Wednesday, January 27, 2010

"Happiness Coaching"

Let's hope it's a trend. In some corners of the American business world executives have decided to help their employees overcome the pernicious influence of the therapy culture by offering them happiness coaching.

Having imbibed the nostrums that the therapy culture has been prescribing American workers have become mired in bad habits. They have learned to find fault everywhere, to complain about everything, and to criticize mercilessly.

These habits may make you feel part of an intellectual elite, but they do not contribute to your well-being, your happiness, or your job performance.

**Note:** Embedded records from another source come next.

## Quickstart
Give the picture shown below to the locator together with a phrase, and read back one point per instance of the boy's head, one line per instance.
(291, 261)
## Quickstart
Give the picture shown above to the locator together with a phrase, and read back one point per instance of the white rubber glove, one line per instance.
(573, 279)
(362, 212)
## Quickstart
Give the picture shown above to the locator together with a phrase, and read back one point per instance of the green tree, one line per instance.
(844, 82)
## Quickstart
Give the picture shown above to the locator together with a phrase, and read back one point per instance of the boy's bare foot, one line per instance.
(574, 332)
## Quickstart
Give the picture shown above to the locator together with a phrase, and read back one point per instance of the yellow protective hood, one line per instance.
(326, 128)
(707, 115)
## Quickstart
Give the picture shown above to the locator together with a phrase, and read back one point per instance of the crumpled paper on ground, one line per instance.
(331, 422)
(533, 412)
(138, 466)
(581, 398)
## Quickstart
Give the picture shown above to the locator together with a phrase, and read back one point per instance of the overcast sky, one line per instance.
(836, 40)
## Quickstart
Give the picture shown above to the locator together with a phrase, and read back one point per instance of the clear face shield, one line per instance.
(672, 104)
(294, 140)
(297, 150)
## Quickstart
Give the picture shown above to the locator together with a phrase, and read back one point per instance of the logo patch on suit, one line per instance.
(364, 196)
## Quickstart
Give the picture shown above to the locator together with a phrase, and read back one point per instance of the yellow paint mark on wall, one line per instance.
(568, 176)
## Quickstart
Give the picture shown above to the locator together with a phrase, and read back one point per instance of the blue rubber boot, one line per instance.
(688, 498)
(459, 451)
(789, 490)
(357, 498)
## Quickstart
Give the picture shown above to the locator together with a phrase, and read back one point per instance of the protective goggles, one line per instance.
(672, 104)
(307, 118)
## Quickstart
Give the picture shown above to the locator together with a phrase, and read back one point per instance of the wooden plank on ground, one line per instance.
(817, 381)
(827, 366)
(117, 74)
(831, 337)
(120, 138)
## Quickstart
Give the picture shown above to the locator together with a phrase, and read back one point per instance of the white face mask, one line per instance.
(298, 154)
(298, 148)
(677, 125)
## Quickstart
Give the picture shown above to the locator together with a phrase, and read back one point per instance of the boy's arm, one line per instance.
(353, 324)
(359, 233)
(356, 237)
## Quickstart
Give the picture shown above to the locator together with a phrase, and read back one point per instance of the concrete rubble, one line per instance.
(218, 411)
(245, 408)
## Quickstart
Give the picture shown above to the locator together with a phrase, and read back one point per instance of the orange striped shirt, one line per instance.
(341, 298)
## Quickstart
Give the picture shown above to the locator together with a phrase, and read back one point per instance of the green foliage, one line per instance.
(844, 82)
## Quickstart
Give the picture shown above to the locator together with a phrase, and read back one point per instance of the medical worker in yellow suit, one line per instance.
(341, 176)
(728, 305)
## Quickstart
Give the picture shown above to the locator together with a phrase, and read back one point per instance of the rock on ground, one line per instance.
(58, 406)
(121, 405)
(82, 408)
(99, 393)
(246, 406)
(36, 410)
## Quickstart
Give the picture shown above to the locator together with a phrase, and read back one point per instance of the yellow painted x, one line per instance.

To break these habits retraining is needed. And some workers are starting to receive it from the happiness coaches that are being hired to run seminars for them. So writes Sue Schellenbarger in today's Wall Street Journal. Link here.

Schellenbarger throws a little inadvertent irony into the mix when she talks about "thinking happy thoughts," but her article is serious and to the point. Even with the advent of positive psychology we have been taught to disparage a good attitude, and to believe that negative thinking is more sophisticated, more serious, and closer to the truth.

And if you think that capitalism is bad, you will be alarmed at the advent of happiness coaching. You want people to be miserable at their jobs because that will make them less productive and will cause their capitalist enterprises to fail more rapidly.

For my part, I am all for happiness coaching. All coaches work to help people to be happier, more positive, more productive, and more confident.

Surely, we will be living in a better world and a better workplace environment if happiness coaching takes over and supplants sensitivity training.

Have you noticed that no one seems to be talking about sensitivity training these days? Or am I being overly optimistic?